Era ya martes y penúltimo día en Israel, antes de regresar a Jordania y visitar el sur del país , pero seguíamos instalados en el interminable sabath de la maldita Pascua Judía.
La mañana comenzó con una impresionante caraja al equivocarnos de estación donde tomar el microbús a Ramala, sede de la Autoridad Palestina. Un taxista, que nos vió dubitativos y despistados, nos estuvo, primero persiguiendo al lado; después haciéndonos propuestas económicas indecentes y finalmente, increpándonos. Podría haber sido candidato favorito para ser el mayor hijo de puta del país, sino fuera, porque en Israel este galardón está tremendamente disputado. Nosotros no nos quedamos cortos y le repelimos con todos los insultos en inglés, que nos vinieron a la cabeza. Lástima, que entonces no había Google en los móviles, para haber buscado más.
Finalmente, resolvimos el desaguisado y tomamos el micro para la ciudad Cisjordana. Allí, cogimos un taxi compartido para Nablus, que se llenó enseguida (precio fijo). El conductor era simpatiquísimo, pero absolutamente temerario por una carretera en mal estado, entre montañas, con precipicios y curvas. No nos funcionó ni siquiera, la socorrida frase de "me estoy mareando", para que transitáse más despacio. Franqueamos todos los controles de salida sin ni siquiera detenernos.
Habíamos dudado hasta última hora si ir o no , a Nablus, porque dos meses atrás las bombas israelíes y la metralla -además de los saqueos- eran el pan de cada día. Pero diversas personas en Ramala nos habían asegurado, que la cosa estaba relativamente tranquila.
Al arribar a Nablus, las consecuencias del combate -más bien del asedio- eran indisimulables con edificios demolidos o a medio derribar, además de restos de metralla por todas partes. Más señales a las afueras, que en el centro de la ciudad.
Sin embargo, la gente andaba tranquila centrada en sus cosas, aunque desde luego, no pasamos desapercibidos, porque tenía pinta, de que por allí no pisaba un solo guiri desde hacía muchos meses.
Los niños, encantadores, como casi en todos los países árabes y los adultos haciendo todo lo posible por complacernos y entregándonos obsequios. Un vendedor de falafel recién hecho nos regaló varias piezas y en un puesto contiguo nos agasajaron con fruta.

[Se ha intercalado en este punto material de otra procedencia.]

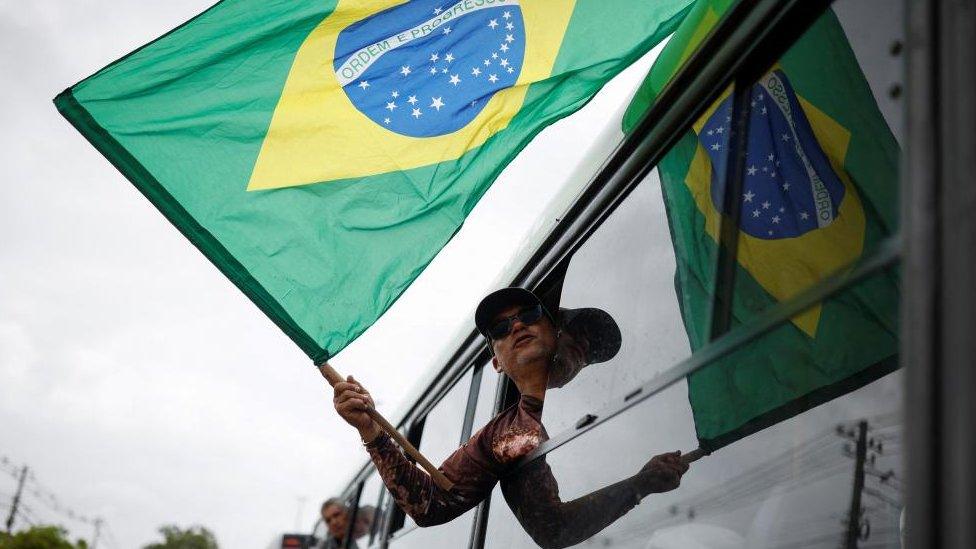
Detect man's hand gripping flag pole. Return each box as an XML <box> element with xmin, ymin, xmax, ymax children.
<box><xmin>319</xmin><ymin>362</ymin><xmax>454</xmax><ymax>492</ymax></box>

El casco histórico es muy interesante y salvando las distancias, se asemeja bastante al de Jerusalén, con sus calles escalonadas en cuesta, cubiertas por arcos y bóvedas. Naturalmente, todo estaba más descuidado -no sucio- y falto de mantenimiento, evidenciando la asfixia económica a la que les sometía Israel.
Paseamos por un animadísimo mercado, cuando por varios altavoces se empezaron a lanzar mensajes a gritos en árabe. Varios vendedores comenzaron a hacernos gestos, que no pudimos entender. Pero no hizo falta, porque nos largamos de allí, corriendo. Pocos minutos después y sin habernos enterado de nada de lo ocurrido -o no-, regresó la calma.

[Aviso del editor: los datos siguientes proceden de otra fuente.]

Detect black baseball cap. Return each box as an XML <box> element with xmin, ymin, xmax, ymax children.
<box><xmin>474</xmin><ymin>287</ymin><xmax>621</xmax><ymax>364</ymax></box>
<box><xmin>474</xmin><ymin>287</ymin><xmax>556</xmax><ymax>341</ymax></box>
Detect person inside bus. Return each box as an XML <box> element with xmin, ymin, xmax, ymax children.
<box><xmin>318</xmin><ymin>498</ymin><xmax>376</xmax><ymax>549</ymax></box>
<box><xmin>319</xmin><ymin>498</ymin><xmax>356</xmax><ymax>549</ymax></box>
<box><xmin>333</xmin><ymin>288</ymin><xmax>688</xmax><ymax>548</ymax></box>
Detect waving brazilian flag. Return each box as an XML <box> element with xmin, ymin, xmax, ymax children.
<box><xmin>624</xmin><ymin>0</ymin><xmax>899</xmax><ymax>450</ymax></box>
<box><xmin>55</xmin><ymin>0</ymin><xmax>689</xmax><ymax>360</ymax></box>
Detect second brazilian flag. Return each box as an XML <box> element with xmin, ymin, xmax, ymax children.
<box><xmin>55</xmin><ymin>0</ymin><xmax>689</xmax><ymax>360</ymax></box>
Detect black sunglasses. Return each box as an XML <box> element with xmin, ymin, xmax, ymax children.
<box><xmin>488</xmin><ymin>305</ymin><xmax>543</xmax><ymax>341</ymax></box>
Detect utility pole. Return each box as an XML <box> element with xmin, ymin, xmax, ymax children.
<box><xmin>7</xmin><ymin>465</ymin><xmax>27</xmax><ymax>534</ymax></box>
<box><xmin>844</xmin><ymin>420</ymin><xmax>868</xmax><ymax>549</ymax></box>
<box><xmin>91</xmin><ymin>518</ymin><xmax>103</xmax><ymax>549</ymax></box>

Almorzamos ricos shawarmas con vegetales y encurtidos, de nuevo, mucho más generosos, que en Jerusalén. Después, nos hartamos de paseos por la ciudad y de hacernos fotos con los críos -chicas, ni una-, hasta que sobre las cuatro de la tarde decidimos volver andando -hora y cuarto- hasta la parada de vehículos compartidos. No debimos hacer semejante estupidez, porque nuestra aún corta vida pudo haber terminado aquel día.